De extinctie van het genus Paranthropus in de evolutie van de mens is als voorbeeld van zo’n valkuil te zien. Afgaande op hun zeer grote kaken en hun maalgebit wordt aangenomen dat de drie Paranthropus-soorten gespecialiseerde herbivoren waren die heel goed taaie en harde plantmaterialen konden verwerken. Maar door klimaatverandering in Afrika tussen 2,5 en 1,5 miljoen jaar geleden verdween hun niche en de opportunistische Australopithecus, de voorloper van Homo, kreeg de overhand.

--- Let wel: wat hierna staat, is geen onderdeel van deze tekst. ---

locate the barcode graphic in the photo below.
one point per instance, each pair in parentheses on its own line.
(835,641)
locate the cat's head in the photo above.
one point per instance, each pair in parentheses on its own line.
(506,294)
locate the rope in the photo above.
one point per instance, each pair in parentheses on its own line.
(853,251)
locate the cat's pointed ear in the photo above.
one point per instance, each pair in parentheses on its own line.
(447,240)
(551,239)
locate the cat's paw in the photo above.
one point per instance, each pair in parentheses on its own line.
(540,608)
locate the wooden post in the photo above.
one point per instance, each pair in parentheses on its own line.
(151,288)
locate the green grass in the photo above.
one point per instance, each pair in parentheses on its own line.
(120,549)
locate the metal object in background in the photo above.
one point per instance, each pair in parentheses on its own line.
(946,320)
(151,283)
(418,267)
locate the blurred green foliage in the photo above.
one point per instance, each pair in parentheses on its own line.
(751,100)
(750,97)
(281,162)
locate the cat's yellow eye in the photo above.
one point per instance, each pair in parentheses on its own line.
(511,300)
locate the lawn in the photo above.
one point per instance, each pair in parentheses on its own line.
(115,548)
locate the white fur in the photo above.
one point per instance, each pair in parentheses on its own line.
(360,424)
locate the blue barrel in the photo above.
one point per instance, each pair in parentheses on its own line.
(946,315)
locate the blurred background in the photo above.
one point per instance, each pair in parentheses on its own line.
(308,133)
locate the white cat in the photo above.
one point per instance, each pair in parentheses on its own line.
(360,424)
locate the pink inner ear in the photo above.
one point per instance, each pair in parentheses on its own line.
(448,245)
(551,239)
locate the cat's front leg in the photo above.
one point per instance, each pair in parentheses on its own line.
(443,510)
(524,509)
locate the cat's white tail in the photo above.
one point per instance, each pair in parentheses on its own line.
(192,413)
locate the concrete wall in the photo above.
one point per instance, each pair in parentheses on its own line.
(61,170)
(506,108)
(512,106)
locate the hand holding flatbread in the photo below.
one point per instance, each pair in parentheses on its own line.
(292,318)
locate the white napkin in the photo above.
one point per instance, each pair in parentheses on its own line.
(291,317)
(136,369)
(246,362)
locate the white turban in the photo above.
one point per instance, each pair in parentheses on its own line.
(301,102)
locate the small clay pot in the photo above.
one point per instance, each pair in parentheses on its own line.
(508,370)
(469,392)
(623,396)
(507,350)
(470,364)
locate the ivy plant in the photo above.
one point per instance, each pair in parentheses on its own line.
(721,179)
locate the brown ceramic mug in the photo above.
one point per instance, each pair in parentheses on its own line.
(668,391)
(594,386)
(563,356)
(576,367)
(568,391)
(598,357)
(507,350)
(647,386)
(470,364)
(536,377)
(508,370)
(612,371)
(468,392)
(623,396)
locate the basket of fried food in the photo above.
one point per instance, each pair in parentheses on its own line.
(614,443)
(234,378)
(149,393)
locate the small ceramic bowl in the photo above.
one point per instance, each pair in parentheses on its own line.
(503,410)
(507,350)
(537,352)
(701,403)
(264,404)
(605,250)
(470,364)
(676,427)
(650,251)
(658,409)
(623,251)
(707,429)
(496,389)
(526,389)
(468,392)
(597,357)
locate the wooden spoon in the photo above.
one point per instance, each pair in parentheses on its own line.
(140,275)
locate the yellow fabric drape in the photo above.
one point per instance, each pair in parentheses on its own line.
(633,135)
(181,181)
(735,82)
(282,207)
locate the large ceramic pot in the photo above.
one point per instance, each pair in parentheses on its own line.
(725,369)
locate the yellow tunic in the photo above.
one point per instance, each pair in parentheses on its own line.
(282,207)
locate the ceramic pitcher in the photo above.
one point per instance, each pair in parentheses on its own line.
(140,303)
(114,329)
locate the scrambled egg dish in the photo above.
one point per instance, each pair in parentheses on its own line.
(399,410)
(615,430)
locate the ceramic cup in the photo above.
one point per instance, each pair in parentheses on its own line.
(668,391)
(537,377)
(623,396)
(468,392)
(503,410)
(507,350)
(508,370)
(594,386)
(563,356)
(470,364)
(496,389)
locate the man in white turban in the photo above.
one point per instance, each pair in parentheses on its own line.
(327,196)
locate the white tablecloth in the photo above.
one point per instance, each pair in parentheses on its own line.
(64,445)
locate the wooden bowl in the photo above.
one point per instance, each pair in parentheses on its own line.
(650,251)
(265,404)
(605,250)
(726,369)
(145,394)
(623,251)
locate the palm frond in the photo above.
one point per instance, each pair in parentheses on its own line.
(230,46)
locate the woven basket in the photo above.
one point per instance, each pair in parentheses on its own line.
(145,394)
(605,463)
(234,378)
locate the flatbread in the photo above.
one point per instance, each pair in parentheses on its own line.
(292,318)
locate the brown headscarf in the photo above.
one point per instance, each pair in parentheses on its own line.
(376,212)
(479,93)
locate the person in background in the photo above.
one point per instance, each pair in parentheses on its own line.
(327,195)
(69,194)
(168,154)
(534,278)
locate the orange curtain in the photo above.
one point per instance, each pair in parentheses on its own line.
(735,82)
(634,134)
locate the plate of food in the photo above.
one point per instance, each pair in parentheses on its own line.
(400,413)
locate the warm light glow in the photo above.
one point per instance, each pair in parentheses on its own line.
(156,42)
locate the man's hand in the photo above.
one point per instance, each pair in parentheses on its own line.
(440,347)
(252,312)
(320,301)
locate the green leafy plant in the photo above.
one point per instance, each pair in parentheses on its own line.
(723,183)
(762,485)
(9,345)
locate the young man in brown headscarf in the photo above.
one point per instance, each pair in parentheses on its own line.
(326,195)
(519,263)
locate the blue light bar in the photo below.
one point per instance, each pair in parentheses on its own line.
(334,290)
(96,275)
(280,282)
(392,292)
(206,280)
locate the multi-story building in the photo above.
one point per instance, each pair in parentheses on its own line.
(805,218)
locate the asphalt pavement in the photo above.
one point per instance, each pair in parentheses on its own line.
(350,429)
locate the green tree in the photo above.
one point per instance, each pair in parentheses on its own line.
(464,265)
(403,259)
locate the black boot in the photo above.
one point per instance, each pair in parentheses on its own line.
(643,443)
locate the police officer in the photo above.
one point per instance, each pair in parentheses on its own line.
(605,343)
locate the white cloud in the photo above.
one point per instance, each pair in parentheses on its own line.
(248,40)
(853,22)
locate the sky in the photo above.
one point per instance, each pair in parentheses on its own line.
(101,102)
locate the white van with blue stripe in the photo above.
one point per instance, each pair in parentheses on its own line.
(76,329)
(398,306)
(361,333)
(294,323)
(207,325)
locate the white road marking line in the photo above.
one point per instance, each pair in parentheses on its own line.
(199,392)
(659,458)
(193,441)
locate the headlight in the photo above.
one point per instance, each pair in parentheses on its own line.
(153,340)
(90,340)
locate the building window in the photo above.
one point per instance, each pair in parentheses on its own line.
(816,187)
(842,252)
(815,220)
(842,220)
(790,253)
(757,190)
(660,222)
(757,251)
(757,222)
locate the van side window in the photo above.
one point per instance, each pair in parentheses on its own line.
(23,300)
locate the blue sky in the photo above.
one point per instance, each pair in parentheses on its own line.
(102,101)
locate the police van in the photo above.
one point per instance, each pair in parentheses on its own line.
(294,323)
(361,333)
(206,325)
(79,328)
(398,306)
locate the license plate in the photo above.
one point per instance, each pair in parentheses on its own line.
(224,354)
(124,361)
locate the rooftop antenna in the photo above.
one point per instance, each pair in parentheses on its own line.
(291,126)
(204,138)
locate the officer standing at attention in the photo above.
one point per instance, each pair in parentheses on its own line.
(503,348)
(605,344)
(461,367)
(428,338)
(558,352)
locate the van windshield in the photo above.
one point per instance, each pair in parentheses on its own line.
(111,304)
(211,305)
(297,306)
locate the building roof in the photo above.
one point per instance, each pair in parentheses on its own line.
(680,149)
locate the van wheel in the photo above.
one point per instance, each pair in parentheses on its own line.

Een andere manier waarop soorten in gevaar kunnen komen is als door klimaatverandering hun verspreidingsgebied verandert waarbij ze komen te leven in gebieden die om andere redenen minder geschikt zijn. De Mexicaanse zeeschildpad Lepidochelys kempii had zijn broedplaatsen aan relatief ongestoorde delen van de Mexicaanse kust maar door klimaatverandering schoof het verspreidingsgebied op naar het noorden, waarbij ze terecht kwamen in kuststroken met veel menselijke bewoning, waardoor de soort ernstig bedreigd is geworden.
Een derde type valkuil doet zich voor als dieren gedrag gaan vertonen dat voortkomt uit evolutionair adaptieve reflexen maar dat in een door de mens gecreëerde situatie slecht voor ze is, bijvoorbeeld albatrossen die kleurrijke drijvende stukjes plastic oppikken omdat die lijken op voedseldeeltjes.